Friday, April 28, 2006

Labs

Do you ever reach a point when you really, really think that the wisest path would be to admit defeat?

We had a bio lab today. The plan was that we would look at the samples of e. coli that we had prepared last week and had since been incubated, and would count to see how many colonies had grown, compared to the number of colonies that survived on a plate with some antibiotic on it. See? Cool idea.

Unfortunately, as lab started, we learned yet again that battle plans never survive first contact with the enemy. Firstly, our TA was AWOL, so that our professor had to introduce the lab. Secondly, the plates had been incubated far too long, so that our e. coli colonies were large, sprawling blobs, bigger than they ought to be. Thirdly, all of the plates had become contaminated, so that there were lots of other bacteria colonies growing on them, indistinguishable from the e. coli colonies.

A lesser teacher might have given up and sent everyone home early. Instead, we were instructed to count the "bigger" colonies.
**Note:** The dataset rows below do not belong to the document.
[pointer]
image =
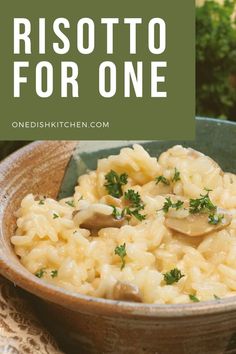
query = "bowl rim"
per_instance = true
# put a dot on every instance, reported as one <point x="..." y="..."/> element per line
<point x="84" y="303"/>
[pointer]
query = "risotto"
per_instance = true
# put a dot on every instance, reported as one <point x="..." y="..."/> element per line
<point x="139" y="228"/>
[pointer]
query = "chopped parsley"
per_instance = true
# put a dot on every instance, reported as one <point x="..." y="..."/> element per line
<point x="215" y="219"/>
<point x="173" y="276"/>
<point x="169" y="204"/>
<point x="116" y="213"/>
<point x="135" y="205"/>
<point x="54" y="273"/>
<point x="115" y="182"/>
<point x="216" y="297"/>
<point x="71" y="203"/>
<point x="40" y="273"/>
<point x="202" y="204"/>
<point x="163" y="180"/>
<point x="193" y="298"/>
<point x="121" y="252"/>
<point x="176" y="176"/>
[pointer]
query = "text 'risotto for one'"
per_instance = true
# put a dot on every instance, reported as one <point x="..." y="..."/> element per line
<point x="137" y="229"/>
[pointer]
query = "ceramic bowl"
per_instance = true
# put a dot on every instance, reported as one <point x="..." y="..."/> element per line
<point x="92" y="325"/>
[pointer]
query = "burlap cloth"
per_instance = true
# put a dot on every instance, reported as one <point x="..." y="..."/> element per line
<point x="20" y="330"/>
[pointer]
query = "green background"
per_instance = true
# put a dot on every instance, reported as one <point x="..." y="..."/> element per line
<point x="130" y="118"/>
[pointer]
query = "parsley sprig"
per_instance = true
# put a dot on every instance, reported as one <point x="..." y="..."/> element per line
<point x="40" y="273"/>
<point x="215" y="219"/>
<point x="115" y="182"/>
<point x="173" y="276"/>
<point x="169" y="204"/>
<point x="163" y="180"/>
<point x="71" y="203"/>
<point x="135" y="205"/>
<point x="54" y="273"/>
<point x="176" y="176"/>
<point x="121" y="252"/>
<point x="193" y="298"/>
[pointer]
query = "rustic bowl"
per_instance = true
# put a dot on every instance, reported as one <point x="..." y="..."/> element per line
<point x="92" y="325"/>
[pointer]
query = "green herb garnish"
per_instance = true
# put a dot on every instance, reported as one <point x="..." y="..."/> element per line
<point x="215" y="219"/>
<point x="71" y="203"/>
<point x="173" y="276"/>
<point x="176" y="177"/>
<point x="115" y="182"/>
<point x="121" y="252"/>
<point x="162" y="179"/>
<point x="116" y="213"/>
<point x="202" y="204"/>
<point x="169" y="204"/>
<point x="54" y="273"/>
<point x="216" y="297"/>
<point x="40" y="273"/>
<point x="136" y="205"/>
<point x="193" y="298"/>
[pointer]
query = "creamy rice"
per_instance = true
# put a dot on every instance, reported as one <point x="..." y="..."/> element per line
<point x="51" y="244"/>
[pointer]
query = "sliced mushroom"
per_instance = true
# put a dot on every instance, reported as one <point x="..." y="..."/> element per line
<point x="197" y="224"/>
<point x="96" y="217"/>
<point x="100" y="221"/>
<point x="126" y="292"/>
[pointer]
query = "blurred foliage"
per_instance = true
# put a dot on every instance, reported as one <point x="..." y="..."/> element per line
<point x="216" y="59"/>
<point x="7" y="147"/>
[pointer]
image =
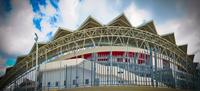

Since we were also given the rough number at which we should arrive, we were able to exercise artistic judgment about what exactly was or was not a "big" colony. Later, this judgment was made more complicated when we were supposed to choose a small, medium, and large colony from among our randomly selected "big" colonies.

We spent about another hour distributing our e. coli into a number of other plates, with various concentrations of the antibiotic, even though we had all heard the TA (a substitute who was held up by the evil CTA) and the prof argue about whether or not this whole thing was rendered pointless by the contamination, and basically agree that it was, but heck, couldn't hurt to try.

This would only be moderately funny if it wasn't for the fact that our last lab, which involved trying to get a large sample of our DNA through some PCR reaction, also massively failed, also through no fault of our own. I'm starting to have a little trouble taking these lab assignments all that seriously, I'm afraid.

1 comment:

Miri said...

sounds like why my mom decided not to go to medical school.